With banks searching for more capital to meet the new Basel III regulations, these hybrid bonds shift bank capital risk to bondholders who take the chance that they might have to sacrifice their money if needed to "bail in" the issuing bank during a crisis. Hybrids add to the total debt that the issuer has to service, although they offer a way out if the bank wishes to convert them to equities.

Those clients who hold the Barclays' issue, much like others who invest in CoCos, are in a curious position: they hold bonds with no guarantee of payment, no maturity date and a call that the bank can honour - or not - and equity with scant upside if issued in a capital crisis.

"I would not buy a hybrid bond right now, "says Edward Jong, vice president and head of fixed-income with TriDelta Investment Counsel Inc. in Toronto. "There's not only the question of how these bonds would behave if an issuing bank were stressed [by] trying to meet rules for regulatory capital, but you also don't know precisely how the conversion trigger would work. If the issuing bank needs more regulatory capital, the bondholders' money can be converted to equities at a time when the bank is in trouble. [This would] not a good time to be forced into a bank's common stock, [although it] might recover, of course."

Each issue of hybrids has unique bells and whistles. For the Barclays issue, for example, the buyer gets a 560-basis-point (bps) pickup over the 10-year U.S. Treasury bond. In comparison, the Bank of America Merrill Lynch master II high-yield index has a 375-bps spread over the 10-year U.S. T-bond. That CoCos have a far wider spread reflects the market's appraisal of their risk.

"CoCos are really equities dressed up as debt," says Paul Sandhu, vice president and director of Marret Asset Management Inc. in Toronto. "And the yield and risk are at equities levels."

Thus far, hybrids are mostly European issues aimed at U.S. investors. But Canada may create its own form of hybrid bond, which would technically be called "non-viable contingent capital" (NVCC, for short), which would work the same way.

If Tier 1 capital of the issuing bank were to drop below 7%, the federal finance minister would apply these bonds to capital to repair the bank's Tier 1 capital ratio and leave the NVCC holders with shares in the bank, explains Chris Kresic, senior partner and head of fixed-income with Jarislowsky Fraser Ltd. in Toronto.

There is a precedent for NVCCs.
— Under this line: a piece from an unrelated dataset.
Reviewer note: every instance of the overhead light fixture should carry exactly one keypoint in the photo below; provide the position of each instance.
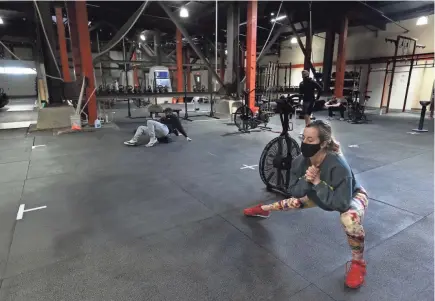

Ten years ago, the chartered banks issued bonds with limited creditor rights that could be converted to preferred shares. For example, Royal Bank of Canada (RBC) sold "trust capital securities," or TRUCS. Labelled as preferred securities, they were bonds that were convertible to preferreds if RBC needed to downgrade its obligations.

The question, in the end, is what these new hybrids truly are.

"They can call these bonds Tier 1 capital, which is equivalent to common equity," says James Hymas, president of Hymas Investment Management Inc. in Toronto, "but [the bonds] get a better or more efficient treatment of the cost on income statements. A lot of portfolio managers will buy them because they have a mandate to invest in bonds, and these hybrids meet the definition of a bond and have terrific interest. Clients may be naive enough to accept these hybrids for their portfolios. But what clients forget is that in exchange for a yield pickup of a few hundred basis points over other corporate debt, a loss could approach 100%."

In the search for yield, hybrids are the latest twist in the old idea of compromising the promise of a traditional bond to pay interest and principal on time, Hymas adds: "Many of these structures will go into bond indices. Index funds would have to buy them and some fund managers would then have to take them on, too.

"I would not be averse to buying them," he continues. "But I would do it for a bond portfolio, which the client fully understands and accepts."